Australian taxpayers spent around $6.8 billion on caging people in 2023-24, expanding prisons to hold an ever increasing number of prisoners. The punishment-by-imprisonment model entrenches harm rather than preventing it. It’s time to change the strategy.
Every dollar spent on a new prison is a decision not to decarcerate.
A moratorium on prison construction is not about neglect. It is about urgency. It is about redirecting political will away from concrete and razor wire and toward immediate decarceration; starting with people on remand, people with disability, people with chronic illness, Elders, and those imprisoned for poverty-related offences.
The conditions at Long Bay are indefensible. But the answer is not newer walls to hold the same injustices.
The answer is fewer cages. Full stop.
Until we confront that truth, we will keep repainting the bars and calling it reform, while demanding gratitude from the people trapped behind them.

I don’t think a new prison ‘locks in’ future imprisonment. If the exceedingly unlikely happened and the public and politiicians decided to empty prisons it could be done.
But the fact remains that prisons have existed from the start of this nation, indeed some time before that. That’s a pretty good hint that they have public support. While prison abolitionists have always existed they have never got within a bull’s roar of affecting their agenda because the policy would be as popular as legalizing child molesting.
Come to think of it closing prisons would amount to legalizing child molesting because practicing paedophiles would be at liberty in the community….assuming they are not lynched by people who would fear no sanctions because murder would unpunishable by prison too. Do the writers really want to live in that sort of society?
I suggest that objecting to new prisons being built is a waste of resouces for the writers. What they really need to do is to find some way of changing public opinion. A good place to begin would be to come up with a way of stopping crime that is more effective than incarceration- which at least works for the community for the period of time that it lasts. Very few murderes kill people in prison and I am certain that no child molester offends against children while locked up.
Thanks for engaging with our work.
This comment appears to rely on fear rather than evidence.
New prisons do lock in imprisonment, not because decarceration is impossible, but because once built they require staffing, budgets, and occupancy to justify their existence. Capacity creates pressure to fill beds. That’s how prison expansion works in practice.
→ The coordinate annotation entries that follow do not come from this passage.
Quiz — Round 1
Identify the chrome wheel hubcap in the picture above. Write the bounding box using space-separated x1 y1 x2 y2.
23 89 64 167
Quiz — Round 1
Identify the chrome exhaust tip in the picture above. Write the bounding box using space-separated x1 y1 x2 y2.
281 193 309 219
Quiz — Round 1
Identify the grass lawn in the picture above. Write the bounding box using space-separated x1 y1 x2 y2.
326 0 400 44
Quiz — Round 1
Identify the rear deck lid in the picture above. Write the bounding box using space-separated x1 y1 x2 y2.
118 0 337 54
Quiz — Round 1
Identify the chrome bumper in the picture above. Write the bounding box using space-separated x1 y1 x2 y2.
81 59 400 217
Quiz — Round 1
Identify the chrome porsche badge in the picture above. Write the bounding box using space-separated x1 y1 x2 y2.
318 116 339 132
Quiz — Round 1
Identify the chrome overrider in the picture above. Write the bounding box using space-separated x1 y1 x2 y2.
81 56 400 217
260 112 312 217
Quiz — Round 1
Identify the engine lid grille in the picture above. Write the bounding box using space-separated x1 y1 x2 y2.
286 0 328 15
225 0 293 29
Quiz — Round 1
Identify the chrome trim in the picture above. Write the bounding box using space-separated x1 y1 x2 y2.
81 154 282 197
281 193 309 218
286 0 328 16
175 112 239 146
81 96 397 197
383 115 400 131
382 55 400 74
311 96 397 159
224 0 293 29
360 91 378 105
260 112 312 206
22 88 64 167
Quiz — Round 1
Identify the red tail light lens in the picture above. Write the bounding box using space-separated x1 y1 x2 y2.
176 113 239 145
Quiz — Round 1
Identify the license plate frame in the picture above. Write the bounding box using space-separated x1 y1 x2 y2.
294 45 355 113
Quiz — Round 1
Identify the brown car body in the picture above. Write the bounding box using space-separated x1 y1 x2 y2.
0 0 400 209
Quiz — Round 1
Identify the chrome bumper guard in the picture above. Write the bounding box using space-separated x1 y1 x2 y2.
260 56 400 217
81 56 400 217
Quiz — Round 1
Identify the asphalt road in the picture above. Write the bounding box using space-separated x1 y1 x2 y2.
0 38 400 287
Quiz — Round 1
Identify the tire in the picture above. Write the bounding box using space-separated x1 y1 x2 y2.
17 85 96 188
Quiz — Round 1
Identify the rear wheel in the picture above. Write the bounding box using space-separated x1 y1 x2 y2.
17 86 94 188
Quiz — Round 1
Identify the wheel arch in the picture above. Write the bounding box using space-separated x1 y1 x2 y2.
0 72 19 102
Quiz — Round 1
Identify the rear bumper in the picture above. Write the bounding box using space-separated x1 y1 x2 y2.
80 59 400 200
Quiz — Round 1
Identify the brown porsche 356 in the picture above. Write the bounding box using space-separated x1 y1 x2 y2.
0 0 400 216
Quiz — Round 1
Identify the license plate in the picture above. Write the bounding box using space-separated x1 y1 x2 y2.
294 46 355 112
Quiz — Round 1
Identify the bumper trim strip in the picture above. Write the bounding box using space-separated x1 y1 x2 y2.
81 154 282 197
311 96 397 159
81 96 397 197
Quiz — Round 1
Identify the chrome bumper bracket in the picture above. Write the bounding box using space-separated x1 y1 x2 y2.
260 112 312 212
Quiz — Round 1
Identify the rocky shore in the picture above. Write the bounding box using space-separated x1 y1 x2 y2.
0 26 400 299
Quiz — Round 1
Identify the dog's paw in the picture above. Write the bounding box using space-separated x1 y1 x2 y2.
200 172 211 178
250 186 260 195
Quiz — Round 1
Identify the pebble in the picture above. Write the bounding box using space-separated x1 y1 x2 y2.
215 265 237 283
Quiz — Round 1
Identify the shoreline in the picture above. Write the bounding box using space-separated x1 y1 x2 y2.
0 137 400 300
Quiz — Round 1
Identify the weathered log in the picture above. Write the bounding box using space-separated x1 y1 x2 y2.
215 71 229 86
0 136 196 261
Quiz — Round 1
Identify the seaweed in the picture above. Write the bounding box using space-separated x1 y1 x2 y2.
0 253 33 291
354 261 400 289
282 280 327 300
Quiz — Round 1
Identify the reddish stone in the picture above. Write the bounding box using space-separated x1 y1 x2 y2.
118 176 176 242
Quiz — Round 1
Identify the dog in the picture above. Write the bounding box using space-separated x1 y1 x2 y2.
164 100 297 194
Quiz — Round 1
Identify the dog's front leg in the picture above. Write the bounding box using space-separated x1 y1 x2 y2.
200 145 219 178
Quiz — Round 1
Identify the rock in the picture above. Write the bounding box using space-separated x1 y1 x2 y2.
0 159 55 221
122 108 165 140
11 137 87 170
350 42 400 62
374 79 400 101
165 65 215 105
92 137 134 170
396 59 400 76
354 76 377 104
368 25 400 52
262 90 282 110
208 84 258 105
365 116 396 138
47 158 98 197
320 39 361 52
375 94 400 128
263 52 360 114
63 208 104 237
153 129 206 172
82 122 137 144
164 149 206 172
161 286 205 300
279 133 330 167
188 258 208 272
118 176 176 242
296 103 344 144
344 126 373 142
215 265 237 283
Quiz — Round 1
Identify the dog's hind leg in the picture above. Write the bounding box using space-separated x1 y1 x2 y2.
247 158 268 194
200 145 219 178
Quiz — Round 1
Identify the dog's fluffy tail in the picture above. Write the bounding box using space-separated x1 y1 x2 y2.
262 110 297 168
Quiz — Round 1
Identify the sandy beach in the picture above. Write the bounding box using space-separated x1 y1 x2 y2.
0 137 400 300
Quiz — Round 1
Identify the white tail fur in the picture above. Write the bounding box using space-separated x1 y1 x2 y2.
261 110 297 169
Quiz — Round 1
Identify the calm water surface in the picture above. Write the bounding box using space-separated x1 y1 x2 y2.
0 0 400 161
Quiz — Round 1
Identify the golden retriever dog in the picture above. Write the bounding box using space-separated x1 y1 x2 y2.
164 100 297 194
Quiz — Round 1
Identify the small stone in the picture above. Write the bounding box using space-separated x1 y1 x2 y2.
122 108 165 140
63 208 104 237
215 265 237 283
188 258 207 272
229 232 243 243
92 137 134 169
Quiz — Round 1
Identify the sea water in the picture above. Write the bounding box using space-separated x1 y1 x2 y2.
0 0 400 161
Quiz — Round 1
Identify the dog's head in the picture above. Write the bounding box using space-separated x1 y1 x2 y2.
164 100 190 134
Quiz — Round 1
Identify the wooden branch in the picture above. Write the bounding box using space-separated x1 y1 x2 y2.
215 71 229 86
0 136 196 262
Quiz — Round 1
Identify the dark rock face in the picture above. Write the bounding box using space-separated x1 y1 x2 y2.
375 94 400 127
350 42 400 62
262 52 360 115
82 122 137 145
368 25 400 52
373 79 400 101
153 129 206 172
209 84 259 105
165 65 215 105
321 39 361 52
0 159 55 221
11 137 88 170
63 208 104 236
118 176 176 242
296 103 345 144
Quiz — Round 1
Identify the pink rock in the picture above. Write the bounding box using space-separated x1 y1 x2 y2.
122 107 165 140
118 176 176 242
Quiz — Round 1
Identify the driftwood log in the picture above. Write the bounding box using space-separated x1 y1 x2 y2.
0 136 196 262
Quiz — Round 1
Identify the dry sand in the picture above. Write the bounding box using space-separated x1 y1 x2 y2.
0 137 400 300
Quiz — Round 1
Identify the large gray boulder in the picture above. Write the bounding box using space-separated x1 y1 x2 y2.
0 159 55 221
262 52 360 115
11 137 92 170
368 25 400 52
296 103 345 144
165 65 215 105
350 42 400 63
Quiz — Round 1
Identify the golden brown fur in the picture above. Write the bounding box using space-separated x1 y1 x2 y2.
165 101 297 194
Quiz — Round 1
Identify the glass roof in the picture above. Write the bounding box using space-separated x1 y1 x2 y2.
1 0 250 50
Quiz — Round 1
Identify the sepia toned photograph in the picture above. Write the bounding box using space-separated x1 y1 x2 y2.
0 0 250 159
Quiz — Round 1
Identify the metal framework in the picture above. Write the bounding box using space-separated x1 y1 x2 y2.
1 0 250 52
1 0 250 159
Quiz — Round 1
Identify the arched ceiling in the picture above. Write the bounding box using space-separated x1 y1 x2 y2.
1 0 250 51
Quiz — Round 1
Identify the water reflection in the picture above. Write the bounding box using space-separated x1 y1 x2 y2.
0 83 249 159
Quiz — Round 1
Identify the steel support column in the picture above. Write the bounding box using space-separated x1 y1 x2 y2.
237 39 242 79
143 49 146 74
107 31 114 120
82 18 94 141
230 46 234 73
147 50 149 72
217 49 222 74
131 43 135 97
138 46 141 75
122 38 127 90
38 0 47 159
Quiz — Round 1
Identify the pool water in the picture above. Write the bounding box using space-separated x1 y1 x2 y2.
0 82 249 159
Abolition does not mean “no accountability” or “legalising harm.” It means refusing to treat imprisonment as the default response to every form of harm, particularly when evidence shows prisons do not prevent violence or address its causes. Prisons intervene after harm has occurred; they do not stop it happening in the first place.
Invoking child sexual abuse to shut down debate is a familiar tactic, but it ignores reality. Most abuse occurs in homes and institutions, often without prior convictions. Incarceration has not prevented that.
Public opinion is not fixed. It is shaped by political choices, media narratives, and decades of fear-based rhetoric. Arguing that something should not be challenged because it is currently unpopular is an irrational position – a rhetorical ploy known as ‘appeal to popularity’. It is an argument against many social changes that have occurred.
Objecting to new prisons is not a waste of time. It is a refusal to continue investing billions of dollars in an approach that expands harm while crowding out alternatives: housing, healthcare, disability support, income security, community-based responses to violence and other abuse – all things that actually reduce the conditions in which harm occurs.
The real question is not whether prisons can theoretically be emptied. It is whether we are willing to stop building more of them and start investing in ways of keeping people safe without relying on cages.